Girls , Ash. Look at the other headstone.
No.
For God’s sake, it’s been nine years.
Deep breath.
But when I tried... it...
HERE LIES KATIE HENDERSON
My eyes slid off the shiny grey marble, like it’d been greased. Hauled down by the weight of guilt. My fault. My fault she was dead.
Wire and dead leaves filled my chest, pushing their way up to knot in the middle of my throat, not letting the breath in.
I stepped back, focused on Rebecca’s final resting place again. Because at least I wasn’t responsible for that one.
Huffed out a rattling lungful of bitter air.
They were only graves.
Then why was every beat of my shrivelled-up heart like being kicked in the chest?
The carved golden letters swam out of focus and no amount of blinking would get them to snap back again. Standing there, amongst the dead, as the wind whipped at my back. As it howled and screeched through the headstones. As it raged .
I closed my eyes.
Aberdeen beach, when Rebecca was three, the sun hot on my bare back and legs. A picnic in the golden sands, looking out at the supply vessels waiting to come into harbour. Rebecca: testing her courage against the North Sea, chasing the waves as they retreated down the sand, turning around to squeal her way back to us as they doubled back on her.
Only Rebecca’s face... is a blur. Her face isn’t the only thing that wouldn’t come into focus: the bright-red swimming suit, the sturdy little legs and arms, her curly hair.
Why can’t I see her? Why can’t I—
Rebecca: tied to a chair in a dank basement, her pale skin smeared with scarlet, slashed and burned and bruised. Eyes wide. Screaming behind a duct-tape gag. The number ‘5’ scratched into the corner of the bloodstained Polaroid picture, mounted on a homemade birthday card.
No.
I snapped my eyes open again, but that image was burned forever on the back of my retinas.
All these years. All these years and I still couldn’t—
‘Ash?’ A woman’s voice, behind me, sounding pleased and amused. ‘Ash Henderson, it is you. Well, well, well...’
I closed my eyes.
Apparently today could get worse after all.
She settled onto the bench next to me, hands in the pockets of her burgundy overcoat, shoulders hunched. Auburn hair escaping from beneath a shapeless woolly hat that was probably meant to look chic, but came off more like a stolen tea-cosy. Jennifer Prentice. She’d lost a chunk of weight, grown hard about the eyes and mouth.
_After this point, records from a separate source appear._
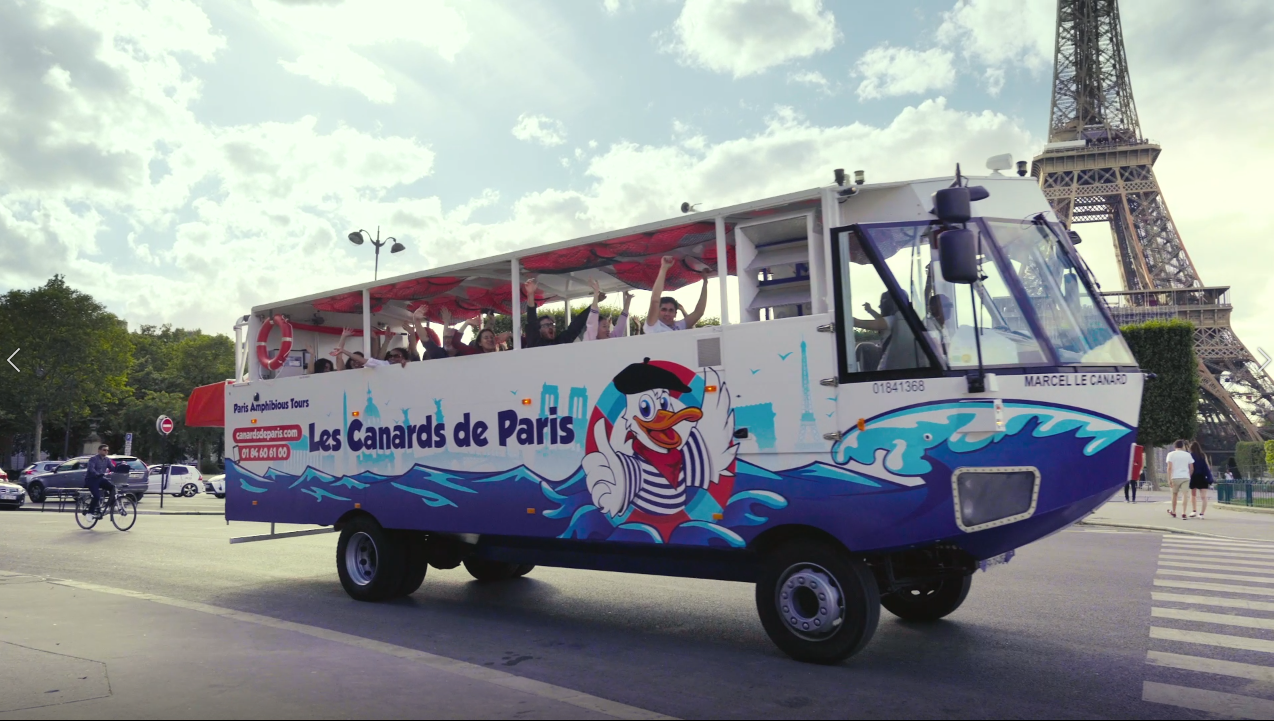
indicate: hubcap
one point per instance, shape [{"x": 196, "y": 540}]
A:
[
  {"x": 361, "y": 558},
  {"x": 810, "y": 601}
]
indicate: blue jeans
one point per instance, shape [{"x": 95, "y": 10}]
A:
[{"x": 94, "y": 487}]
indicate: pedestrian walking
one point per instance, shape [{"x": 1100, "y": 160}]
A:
[
  {"x": 1180, "y": 466},
  {"x": 1200, "y": 480}
]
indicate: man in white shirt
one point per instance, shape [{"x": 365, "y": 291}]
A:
[
  {"x": 1180, "y": 466},
  {"x": 663, "y": 308}
]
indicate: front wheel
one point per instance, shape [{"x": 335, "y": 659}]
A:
[
  {"x": 83, "y": 517},
  {"x": 817, "y": 603},
  {"x": 124, "y": 513},
  {"x": 930, "y": 601},
  {"x": 370, "y": 561}
]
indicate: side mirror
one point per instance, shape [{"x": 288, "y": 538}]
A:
[
  {"x": 957, "y": 255},
  {"x": 952, "y": 204}
]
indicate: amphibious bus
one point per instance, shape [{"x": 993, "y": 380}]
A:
[{"x": 920, "y": 378}]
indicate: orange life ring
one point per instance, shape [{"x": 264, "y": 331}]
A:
[{"x": 263, "y": 354}]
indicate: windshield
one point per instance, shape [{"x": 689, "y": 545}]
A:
[
  {"x": 954, "y": 317},
  {"x": 1068, "y": 312}
]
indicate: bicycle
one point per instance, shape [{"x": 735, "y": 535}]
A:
[{"x": 124, "y": 510}]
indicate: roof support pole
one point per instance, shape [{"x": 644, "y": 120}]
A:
[
  {"x": 516, "y": 274},
  {"x": 722, "y": 271},
  {"x": 367, "y": 324}
]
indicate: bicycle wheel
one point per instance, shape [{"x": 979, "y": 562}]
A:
[
  {"x": 83, "y": 517},
  {"x": 124, "y": 513}
]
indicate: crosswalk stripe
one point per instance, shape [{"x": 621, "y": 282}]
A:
[
  {"x": 1210, "y": 701},
  {"x": 1213, "y": 601},
  {"x": 1210, "y": 666},
  {"x": 1219, "y": 618},
  {"x": 1191, "y": 543},
  {"x": 1224, "y": 558},
  {"x": 1221, "y": 576},
  {"x": 1224, "y": 587},
  {"x": 1222, "y": 640},
  {"x": 1210, "y": 566}
]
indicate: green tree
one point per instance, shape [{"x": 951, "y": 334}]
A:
[
  {"x": 1170, "y": 401},
  {"x": 77, "y": 357}
]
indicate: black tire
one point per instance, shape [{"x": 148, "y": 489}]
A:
[
  {"x": 483, "y": 570},
  {"x": 415, "y": 563},
  {"x": 930, "y": 601},
  {"x": 809, "y": 586},
  {"x": 368, "y": 561}
]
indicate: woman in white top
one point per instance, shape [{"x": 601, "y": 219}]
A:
[{"x": 663, "y": 308}]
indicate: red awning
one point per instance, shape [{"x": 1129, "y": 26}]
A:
[{"x": 207, "y": 406}]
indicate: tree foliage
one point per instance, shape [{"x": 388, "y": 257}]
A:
[{"x": 1170, "y": 403}]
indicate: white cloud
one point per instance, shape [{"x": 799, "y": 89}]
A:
[
  {"x": 745, "y": 37},
  {"x": 901, "y": 70},
  {"x": 812, "y": 78},
  {"x": 331, "y": 40},
  {"x": 1002, "y": 32},
  {"x": 539, "y": 129}
]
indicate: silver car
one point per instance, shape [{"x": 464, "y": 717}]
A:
[{"x": 69, "y": 477}]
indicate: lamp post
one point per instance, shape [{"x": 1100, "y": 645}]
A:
[{"x": 357, "y": 237}]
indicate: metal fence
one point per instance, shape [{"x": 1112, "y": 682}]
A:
[{"x": 1246, "y": 493}]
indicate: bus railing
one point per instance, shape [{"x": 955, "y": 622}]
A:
[{"x": 1256, "y": 494}]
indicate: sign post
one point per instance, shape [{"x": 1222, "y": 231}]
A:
[{"x": 163, "y": 424}]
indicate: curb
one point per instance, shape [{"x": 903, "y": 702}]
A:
[{"x": 1166, "y": 530}]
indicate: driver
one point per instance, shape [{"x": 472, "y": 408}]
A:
[{"x": 94, "y": 478}]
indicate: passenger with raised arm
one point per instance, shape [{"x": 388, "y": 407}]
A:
[
  {"x": 663, "y": 308},
  {"x": 599, "y": 326},
  {"x": 543, "y": 330}
]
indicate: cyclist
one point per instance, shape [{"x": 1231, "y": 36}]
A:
[{"x": 96, "y": 479}]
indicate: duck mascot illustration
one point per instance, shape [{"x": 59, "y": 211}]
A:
[{"x": 642, "y": 465}]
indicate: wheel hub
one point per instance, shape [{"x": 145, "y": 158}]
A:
[
  {"x": 810, "y": 601},
  {"x": 361, "y": 558}
]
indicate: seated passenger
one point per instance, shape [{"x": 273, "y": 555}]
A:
[
  {"x": 661, "y": 316},
  {"x": 599, "y": 326},
  {"x": 543, "y": 330}
]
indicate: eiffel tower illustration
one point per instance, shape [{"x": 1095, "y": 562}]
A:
[
  {"x": 1098, "y": 168},
  {"x": 809, "y": 437}
]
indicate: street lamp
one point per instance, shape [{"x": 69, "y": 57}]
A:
[{"x": 357, "y": 238}]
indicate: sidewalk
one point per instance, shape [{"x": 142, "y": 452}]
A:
[{"x": 1151, "y": 512}]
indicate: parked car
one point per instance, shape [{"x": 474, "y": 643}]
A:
[
  {"x": 36, "y": 469},
  {"x": 69, "y": 477},
  {"x": 215, "y": 485},
  {"x": 182, "y": 480},
  {"x": 12, "y": 496}
]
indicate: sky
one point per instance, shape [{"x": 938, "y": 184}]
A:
[{"x": 185, "y": 161}]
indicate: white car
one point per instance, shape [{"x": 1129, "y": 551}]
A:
[
  {"x": 182, "y": 480},
  {"x": 215, "y": 485}
]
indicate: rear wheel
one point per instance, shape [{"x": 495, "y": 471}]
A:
[
  {"x": 817, "y": 603},
  {"x": 484, "y": 570},
  {"x": 370, "y": 561},
  {"x": 930, "y": 601},
  {"x": 124, "y": 513}
]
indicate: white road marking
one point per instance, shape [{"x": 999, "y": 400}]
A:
[
  {"x": 1219, "y": 618},
  {"x": 1214, "y": 601},
  {"x": 1210, "y": 666},
  {"x": 1224, "y": 587},
  {"x": 1221, "y": 576},
  {"x": 1212, "y": 566},
  {"x": 438, "y": 663},
  {"x": 1209, "y": 701},
  {"x": 1224, "y": 558},
  {"x": 1222, "y": 640}
]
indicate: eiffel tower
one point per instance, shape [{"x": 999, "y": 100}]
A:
[{"x": 1098, "y": 168}]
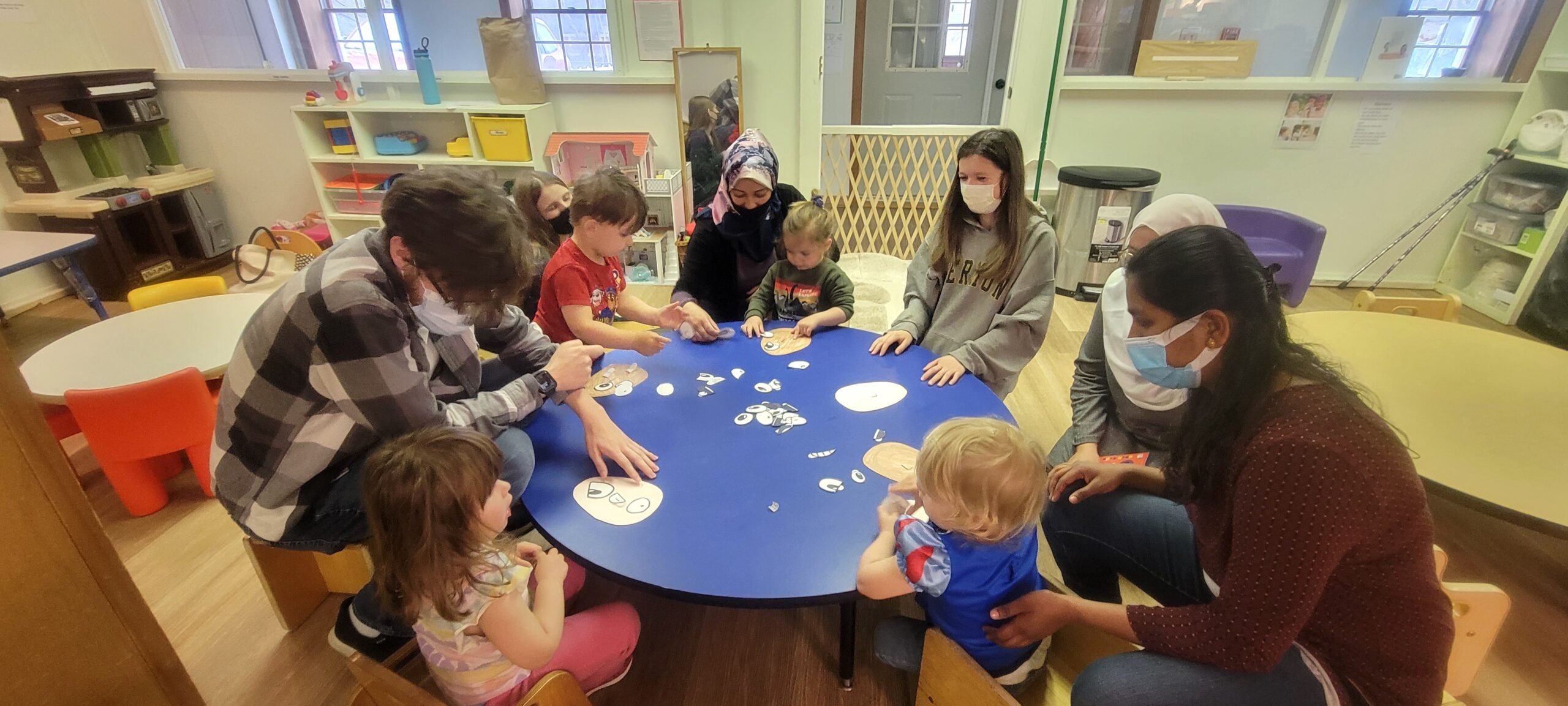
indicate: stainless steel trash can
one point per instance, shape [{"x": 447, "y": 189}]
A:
[{"x": 1095, "y": 211}]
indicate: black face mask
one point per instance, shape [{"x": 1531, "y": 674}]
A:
[{"x": 564, "y": 223}]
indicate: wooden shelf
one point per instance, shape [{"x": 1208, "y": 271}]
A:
[{"x": 1507, "y": 249}]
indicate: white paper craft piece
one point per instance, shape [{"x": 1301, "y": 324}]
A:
[
  {"x": 618, "y": 501},
  {"x": 869, "y": 396}
]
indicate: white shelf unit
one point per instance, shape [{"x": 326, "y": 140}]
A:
[
  {"x": 1547, "y": 88},
  {"x": 436, "y": 123}
]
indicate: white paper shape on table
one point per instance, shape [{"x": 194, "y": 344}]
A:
[
  {"x": 871, "y": 396},
  {"x": 618, "y": 501}
]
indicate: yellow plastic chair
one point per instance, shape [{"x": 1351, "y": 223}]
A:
[
  {"x": 1443, "y": 308},
  {"x": 179, "y": 289}
]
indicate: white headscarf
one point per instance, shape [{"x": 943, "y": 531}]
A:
[{"x": 1164, "y": 216}]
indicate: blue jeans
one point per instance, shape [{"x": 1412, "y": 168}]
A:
[
  {"x": 339, "y": 518},
  {"x": 1150, "y": 540}
]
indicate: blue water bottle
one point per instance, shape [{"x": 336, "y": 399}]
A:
[{"x": 427, "y": 73}]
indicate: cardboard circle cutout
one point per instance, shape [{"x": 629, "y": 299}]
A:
[
  {"x": 618, "y": 501},
  {"x": 891, "y": 460},
  {"x": 785, "y": 342},
  {"x": 871, "y": 396},
  {"x": 604, "y": 381}
]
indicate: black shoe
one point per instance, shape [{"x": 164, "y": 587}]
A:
[{"x": 349, "y": 640}]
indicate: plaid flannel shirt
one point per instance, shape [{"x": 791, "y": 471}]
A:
[{"x": 336, "y": 361}]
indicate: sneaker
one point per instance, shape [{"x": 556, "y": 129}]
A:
[{"x": 349, "y": 640}]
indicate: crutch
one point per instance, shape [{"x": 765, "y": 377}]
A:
[{"x": 1498, "y": 156}]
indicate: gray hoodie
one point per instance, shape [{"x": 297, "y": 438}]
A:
[{"x": 992, "y": 328}]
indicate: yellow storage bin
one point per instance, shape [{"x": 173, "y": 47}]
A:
[{"x": 504, "y": 138}]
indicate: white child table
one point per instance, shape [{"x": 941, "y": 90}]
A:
[{"x": 141, "y": 345}]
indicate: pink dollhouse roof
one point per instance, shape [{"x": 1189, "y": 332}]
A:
[{"x": 640, "y": 140}]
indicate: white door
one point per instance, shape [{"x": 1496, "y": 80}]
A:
[{"x": 935, "y": 62}]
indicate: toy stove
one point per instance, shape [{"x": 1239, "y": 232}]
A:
[{"x": 119, "y": 197}]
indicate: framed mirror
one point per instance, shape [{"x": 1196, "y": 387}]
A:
[{"x": 710, "y": 112}]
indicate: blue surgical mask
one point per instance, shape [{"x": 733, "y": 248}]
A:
[{"x": 1148, "y": 356}]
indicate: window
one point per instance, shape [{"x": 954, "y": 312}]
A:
[
  {"x": 573, "y": 35},
  {"x": 1446, "y": 37},
  {"x": 927, "y": 35}
]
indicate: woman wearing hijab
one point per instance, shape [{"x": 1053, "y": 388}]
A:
[
  {"x": 737, "y": 238},
  {"x": 1115, "y": 410}
]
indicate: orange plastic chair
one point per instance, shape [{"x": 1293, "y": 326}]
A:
[
  {"x": 175, "y": 291},
  {"x": 132, "y": 430}
]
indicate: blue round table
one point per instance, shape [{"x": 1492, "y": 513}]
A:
[{"x": 714, "y": 539}]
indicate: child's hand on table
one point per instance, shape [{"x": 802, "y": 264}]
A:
[
  {"x": 943, "y": 370},
  {"x": 650, "y": 342},
  {"x": 896, "y": 341}
]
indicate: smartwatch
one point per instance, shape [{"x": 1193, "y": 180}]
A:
[{"x": 546, "y": 383}]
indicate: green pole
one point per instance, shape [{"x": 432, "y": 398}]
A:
[{"x": 1051, "y": 98}]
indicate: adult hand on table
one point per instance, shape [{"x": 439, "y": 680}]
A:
[
  {"x": 701, "y": 324},
  {"x": 571, "y": 366},
  {"x": 897, "y": 341},
  {"x": 1034, "y": 617},
  {"x": 943, "y": 370}
]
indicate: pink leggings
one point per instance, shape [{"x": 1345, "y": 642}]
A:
[{"x": 597, "y": 644}]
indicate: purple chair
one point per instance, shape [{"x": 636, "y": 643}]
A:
[{"x": 1280, "y": 239}]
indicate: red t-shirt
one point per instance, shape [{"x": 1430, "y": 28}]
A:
[{"x": 575, "y": 280}]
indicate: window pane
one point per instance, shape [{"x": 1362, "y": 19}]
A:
[
  {"x": 575, "y": 27},
  {"x": 579, "y": 57},
  {"x": 929, "y": 48},
  {"x": 900, "y": 51},
  {"x": 1432, "y": 30},
  {"x": 1460, "y": 30},
  {"x": 601, "y": 57},
  {"x": 1420, "y": 60}
]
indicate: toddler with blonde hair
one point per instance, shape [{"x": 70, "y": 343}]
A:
[{"x": 982, "y": 487}]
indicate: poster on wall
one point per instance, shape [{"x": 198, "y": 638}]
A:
[{"x": 1303, "y": 120}]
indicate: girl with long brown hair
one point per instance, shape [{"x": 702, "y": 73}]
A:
[
  {"x": 981, "y": 288},
  {"x": 490, "y": 614}
]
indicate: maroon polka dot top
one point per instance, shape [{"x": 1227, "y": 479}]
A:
[{"x": 1324, "y": 542}]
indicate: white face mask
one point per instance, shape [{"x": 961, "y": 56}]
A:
[
  {"x": 981, "y": 198},
  {"x": 438, "y": 316}
]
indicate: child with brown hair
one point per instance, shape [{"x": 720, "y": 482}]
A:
[
  {"x": 584, "y": 286},
  {"x": 984, "y": 486},
  {"x": 490, "y": 618},
  {"x": 807, "y": 286}
]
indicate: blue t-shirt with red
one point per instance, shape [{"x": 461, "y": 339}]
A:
[{"x": 959, "y": 581}]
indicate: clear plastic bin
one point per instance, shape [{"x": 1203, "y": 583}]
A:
[
  {"x": 1499, "y": 225},
  {"x": 1521, "y": 193}
]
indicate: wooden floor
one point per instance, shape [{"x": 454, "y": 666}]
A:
[{"x": 189, "y": 564}]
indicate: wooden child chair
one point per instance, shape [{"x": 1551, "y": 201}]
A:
[
  {"x": 405, "y": 682},
  {"x": 1443, "y": 308}
]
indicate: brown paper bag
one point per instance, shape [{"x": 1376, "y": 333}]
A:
[{"x": 511, "y": 60}]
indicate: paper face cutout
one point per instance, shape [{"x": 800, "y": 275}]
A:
[
  {"x": 609, "y": 380},
  {"x": 783, "y": 342},
  {"x": 618, "y": 501},
  {"x": 869, "y": 396},
  {"x": 891, "y": 460}
]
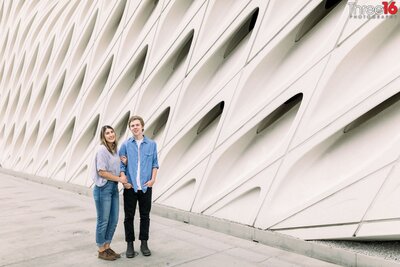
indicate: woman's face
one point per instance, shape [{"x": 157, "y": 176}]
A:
[{"x": 109, "y": 135}]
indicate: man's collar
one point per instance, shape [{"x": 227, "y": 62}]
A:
[{"x": 144, "y": 140}]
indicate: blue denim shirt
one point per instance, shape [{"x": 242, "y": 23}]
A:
[{"x": 148, "y": 160}]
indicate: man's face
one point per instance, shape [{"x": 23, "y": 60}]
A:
[{"x": 136, "y": 128}]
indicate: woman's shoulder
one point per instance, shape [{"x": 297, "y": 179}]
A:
[{"x": 102, "y": 149}]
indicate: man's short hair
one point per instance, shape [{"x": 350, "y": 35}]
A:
[{"x": 136, "y": 117}]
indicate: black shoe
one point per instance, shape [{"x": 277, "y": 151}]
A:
[
  {"x": 144, "y": 248},
  {"x": 130, "y": 253}
]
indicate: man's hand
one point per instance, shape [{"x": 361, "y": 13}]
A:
[
  {"x": 123, "y": 179},
  {"x": 150, "y": 183},
  {"x": 127, "y": 186}
]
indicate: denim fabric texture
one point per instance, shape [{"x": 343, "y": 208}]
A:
[
  {"x": 107, "y": 205},
  {"x": 148, "y": 161},
  {"x": 131, "y": 198}
]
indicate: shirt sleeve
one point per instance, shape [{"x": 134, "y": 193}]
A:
[
  {"x": 155, "y": 157},
  {"x": 122, "y": 152},
  {"x": 101, "y": 161}
]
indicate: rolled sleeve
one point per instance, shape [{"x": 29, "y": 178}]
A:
[
  {"x": 101, "y": 161},
  {"x": 155, "y": 157},
  {"x": 122, "y": 152}
]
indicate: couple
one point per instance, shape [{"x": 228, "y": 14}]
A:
[{"x": 135, "y": 166}]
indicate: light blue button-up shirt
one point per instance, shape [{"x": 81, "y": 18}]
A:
[{"x": 148, "y": 161}]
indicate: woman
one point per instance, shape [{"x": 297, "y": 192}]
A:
[{"x": 105, "y": 192}]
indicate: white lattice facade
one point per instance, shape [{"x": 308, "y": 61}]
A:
[{"x": 282, "y": 115}]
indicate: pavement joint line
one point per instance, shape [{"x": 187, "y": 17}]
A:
[
  {"x": 44, "y": 256},
  {"x": 273, "y": 239}
]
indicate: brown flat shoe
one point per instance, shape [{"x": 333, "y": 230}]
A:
[
  {"x": 113, "y": 253},
  {"x": 105, "y": 255}
]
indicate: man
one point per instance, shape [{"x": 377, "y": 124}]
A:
[{"x": 140, "y": 164}]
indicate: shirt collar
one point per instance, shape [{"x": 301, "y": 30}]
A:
[{"x": 144, "y": 140}]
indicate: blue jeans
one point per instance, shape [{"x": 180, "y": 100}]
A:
[{"x": 107, "y": 207}]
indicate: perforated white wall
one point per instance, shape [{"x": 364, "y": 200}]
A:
[{"x": 283, "y": 115}]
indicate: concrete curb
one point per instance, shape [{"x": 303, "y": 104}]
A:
[{"x": 273, "y": 239}]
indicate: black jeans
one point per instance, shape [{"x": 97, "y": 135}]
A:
[{"x": 130, "y": 200}]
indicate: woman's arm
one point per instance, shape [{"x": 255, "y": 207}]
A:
[{"x": 109, "y": 176}]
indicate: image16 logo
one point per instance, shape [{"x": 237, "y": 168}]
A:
[{"x": 384, "y": 10}]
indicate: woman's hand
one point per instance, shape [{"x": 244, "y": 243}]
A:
[
  {"x": 150, "y": 183},
  {"x": 124, "y": 160}
]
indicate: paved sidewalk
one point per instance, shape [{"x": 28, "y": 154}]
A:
[{"x": 41, "y": 225}]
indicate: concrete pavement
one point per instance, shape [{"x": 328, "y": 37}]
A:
[{"x": 41, "y": 225}]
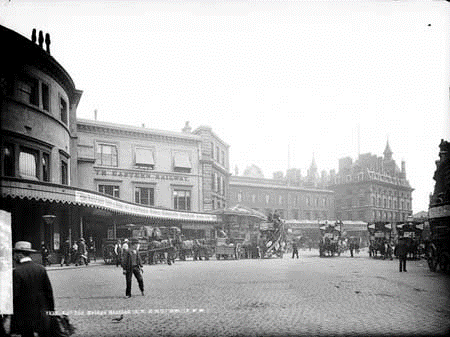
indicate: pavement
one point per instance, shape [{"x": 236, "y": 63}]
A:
[{"x": 270, "y": 297}]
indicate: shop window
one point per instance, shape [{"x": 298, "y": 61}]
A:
[
  {"x": 28, "y": 91},
  {"x": 63, "y": 110},
  {"x": 8, "y": 160},
  {"x": 182, "y": 200},
  {"x": 64, "y": 173},
  {"x": 112, "y": 190},
  {"x": 182, "y": 162},
  {"x": 145, "y": 196},
  {"x": 28, "y": 164},
  {"x": 45, "y": 167},
  {"x": 144, "y": 157},
  {"x": 106, "y": 155},
  {"x": 45, "y": 97}
]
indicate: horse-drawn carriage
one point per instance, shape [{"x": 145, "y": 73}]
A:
[
  {"x": 380, "y": 241},
  {"x": 329, "y": 244},
  {"x": 438, "y": 246},
  {"x": 412, "y": 232},
  {"x": 272, "y": 237}
]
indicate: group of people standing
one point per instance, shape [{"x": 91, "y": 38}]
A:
[
  {"x": 127, "y": 256},
  {"x": 80, "y": 253}
]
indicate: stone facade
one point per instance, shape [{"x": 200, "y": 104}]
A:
[
  {"x": 141, "y": 165},
  {"x": 214, "y": 168},
  {"x": 372, "y": 189},
  {"x": 291, "y": 202}
]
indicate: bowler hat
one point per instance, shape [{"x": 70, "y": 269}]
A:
[{"x": 23, "y": 246}]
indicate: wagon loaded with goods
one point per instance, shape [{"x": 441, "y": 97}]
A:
[
  {"x": 438, "y": 246},
  {"x": 380, "y": 239},
  {"x": 272, "y": 237},
  {"x": 330, "y": 238},
  {"x": 412, "y": 232},
  {"x": 156, "y": 244}
]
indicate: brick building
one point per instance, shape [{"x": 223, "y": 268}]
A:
[{"x": 372, "y": 189}]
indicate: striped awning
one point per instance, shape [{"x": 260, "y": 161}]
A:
[{"x": 65, "y": 194}]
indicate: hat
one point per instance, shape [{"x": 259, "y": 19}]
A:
[{"x": 23, "y": 246}]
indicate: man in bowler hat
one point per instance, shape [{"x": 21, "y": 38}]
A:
[
  {"x": 401, "y": 250},
  {"x": 132, "y": 264},
  {"x": 32, "y": 294}
]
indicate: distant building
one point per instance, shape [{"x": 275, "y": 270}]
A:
[
  {"x": 288, "y": 200},
  {"x": 371, "y": 189},
  {"x": 214, "y": 169}
]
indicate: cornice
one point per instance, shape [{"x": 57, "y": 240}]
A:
[{"x": 129, "y": 133}]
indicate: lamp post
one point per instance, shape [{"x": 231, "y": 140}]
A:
[{"x": 49, "y": 219}]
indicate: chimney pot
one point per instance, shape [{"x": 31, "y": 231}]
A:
[{"x": 33, "y": 35}]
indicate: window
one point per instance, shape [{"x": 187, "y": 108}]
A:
[
  {"x": 145, "y": 195},
  {"x": 144, "y": 157},
  {"x": 111, "y": 190},
  {"x": 8, "y": 160},
  {"x": 182, "y": 200},
  {"x": 45, "y": 167},
  {"x": 45, "y": 97},
  {"x": 182, "y": 162},
  {"x": 28, "y": 164},
  {"x": 64, "y": 173},
  {"x": 106, "y": 155},
  {"x": 63, "y": 110},
  {"x": 27, "y": 91}
]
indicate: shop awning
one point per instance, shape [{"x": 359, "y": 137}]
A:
[
  {"x": 16, "y": 188},
  {"x": 181, "y": 160}
]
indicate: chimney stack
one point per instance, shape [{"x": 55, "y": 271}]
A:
[
  {"x": 47, "y": 42},
  {"x": 33, "y": 36},
  {"x": 41, "y": 39}
]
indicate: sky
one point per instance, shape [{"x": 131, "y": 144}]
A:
[{"x": 278, "y": 81}]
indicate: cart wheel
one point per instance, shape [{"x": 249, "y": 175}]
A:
[{"x": 108, "y": 254}]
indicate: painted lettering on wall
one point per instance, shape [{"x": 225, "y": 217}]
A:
[{"x": 140, "y": 175}]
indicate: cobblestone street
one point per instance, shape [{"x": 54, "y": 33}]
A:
[{"x": 305, "y": 296}]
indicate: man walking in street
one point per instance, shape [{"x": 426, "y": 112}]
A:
[
  {"x": 118, "y": 253},
  {"x": 32, "y": 294},
  {"x": 401, "y": 250},
  {"x": 132, "y": 264},
  {"x": 65, "y": 258},
  {"x": 91, "y": 250},
  {"x": 294, "y": 249}
]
Forehead suspiciously smooth and immobile.
Wind whipped at the grass around us, thrashing the bushes, making trees creak like a galleon under full sail. It was billed as an ‘area of quiet contemplation and peace’, but the reality was four rusty park benches, arranged around a ‘fountain of remembrance’. Which turned out to be a sludge-filled concrete roundel with weeds growing out of the rusting pipe where water probably hadn’t sprayed for years.